Le Dr Juma Younis, chef du Croissant-Rouge de Quneitera, a déclaré que ses équipes sont sur le terrain depuis l'invasion israélienne en décembre.

"Nous avons distribué nourriture et fournitures d'urgence, en particulier aux familles dont les maisons ont été brûlées ou détruites. Nous avons fourni de l'eau et pris en charge les cas médicaux", a déclaré Younis à Drop Site. "Mais à partir de maintenant, les habitants devront se débrouiller seuls. Le Croissant-Rouge a épuisé toutes ses réserves, y compris celles qui étaient destinées aux urgences, et aucune aide ne nous a été accordée".

Les habitants ont créé des groupes WhatsApp et des pages Facebook pour partager des informations.

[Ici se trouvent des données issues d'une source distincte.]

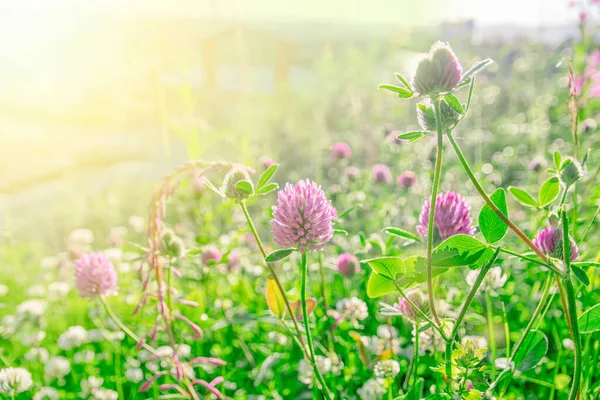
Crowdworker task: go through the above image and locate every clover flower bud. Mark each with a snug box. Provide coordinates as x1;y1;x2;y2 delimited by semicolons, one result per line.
221;167;252;201
412;42;462;96
560;158;585;186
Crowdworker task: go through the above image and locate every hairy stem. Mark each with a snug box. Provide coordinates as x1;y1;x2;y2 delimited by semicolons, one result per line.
561;206;582;400
394;282;448;341
300;253;332;400
240;202;309;357
427;99;444;325
447;132;560;272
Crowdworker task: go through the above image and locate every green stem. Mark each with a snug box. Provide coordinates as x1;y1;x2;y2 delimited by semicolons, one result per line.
408;325;419;385
447;132;560;272
485;290;496;378
491;274;552;387
427;99;444;325
318;252;334;353
300;253;332;400
500;249;547;267
100;296;162;357
240;201;309;358
394;282;448;341
502;302;510;355
450;247;502;340
446;340;453;382
561;206;582;400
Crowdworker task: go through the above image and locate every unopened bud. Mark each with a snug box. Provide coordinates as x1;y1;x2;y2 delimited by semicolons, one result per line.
221;168;252;201
412;42;462;96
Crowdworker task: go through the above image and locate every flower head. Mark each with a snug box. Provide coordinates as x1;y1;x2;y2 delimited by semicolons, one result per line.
337;253;360;276
412;42;462;95
0;367;33;396
330;142;352;160
371;164;393;185
396;171;417;189
344;166;360;181
260;156;275;169
75;252;117;297
394;289;429;322
533;225;579;261
417;192;475;240
417;100;460;132
271;179;337;252
221;167;252;201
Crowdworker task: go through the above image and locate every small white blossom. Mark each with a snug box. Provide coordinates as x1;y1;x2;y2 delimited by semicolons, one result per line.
373;360;400;379
58;325;88;350
48;281;71;301
32;386;59;400
44;356;71;380
24;347;50;364
17;299;47;317
0;367;33;396
461;335;488;349
357;379;387;400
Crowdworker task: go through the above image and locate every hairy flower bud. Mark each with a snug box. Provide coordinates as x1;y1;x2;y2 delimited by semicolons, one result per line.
412;42;462;96
417;100;460;132
560;158;585;186
221;167;252;201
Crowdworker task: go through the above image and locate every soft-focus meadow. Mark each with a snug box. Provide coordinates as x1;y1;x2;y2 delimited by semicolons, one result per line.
0;1;600;400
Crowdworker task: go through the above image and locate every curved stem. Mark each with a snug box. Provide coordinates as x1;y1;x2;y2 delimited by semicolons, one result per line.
485;290;496;379
300;253;331;400
240;202;309;358
500;249;558;272
394;282;448;341
450;247;502;340
491;274;552;387
561;206;582;400
99;296;162;357
447;132;556;266
408;326;419;385
427;99;444;325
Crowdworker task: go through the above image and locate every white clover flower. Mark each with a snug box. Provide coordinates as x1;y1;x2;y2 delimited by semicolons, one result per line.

Yazan Abbas et son équipe ont créé un groupe WhatsApp rassemblant des habitants, juste après l'effondrement du régime, pour aider les résidents déplacés à l'intérieur du pays à Khan Arnabeh.

"Nous apportons notre soutien à quatre familles contraintes de fuir. Beaucoup d'autres ont choisi de déménager à Damas et sa banlieue pour y rejoindre des proches", a-t-il déclaré. "Nous offrons des abris et des vêtements chauds, d'autant que les gens ont quitté leur maison avec ce qu'ils portaient sur eux".

Une autre initiative populaire, mise en place par l'étudiant Mohammad al-Muteb, vise à documenter les violations israéliennes, bien qu'il ait été difficile d'attirer l'attention des médias. "De nombreux journalistes étaient bien trop occupés à célébrer la chute du régime", a déclaré al-Muteb.

À al-Hamidia, Um Mo'ath monte sur le toit de sa maison à deux étages tous les matins pour observer les bulldozers israéliens commencer leur travail - déblayer la terre, ériger des barrières de béton et se rapprocher de sa maison - avant de retourner sur ses terres pour s'occuper de l'unique vache qu'elle possède. Cette femme de 47 ans fabrique du fromage et du yaourt qu'elle distribue à ceux qui n'ont pas de bétail.

"Notre maison compte quatre pièces, mais de nos jours, nous dormons tous dans la même pièce, celle qui est la plus proche de la rue principale", dit-elle.

"Ils construisent des avant-postes, et je plante des arbres. Mes enfants continueront d'aller à l'école ici".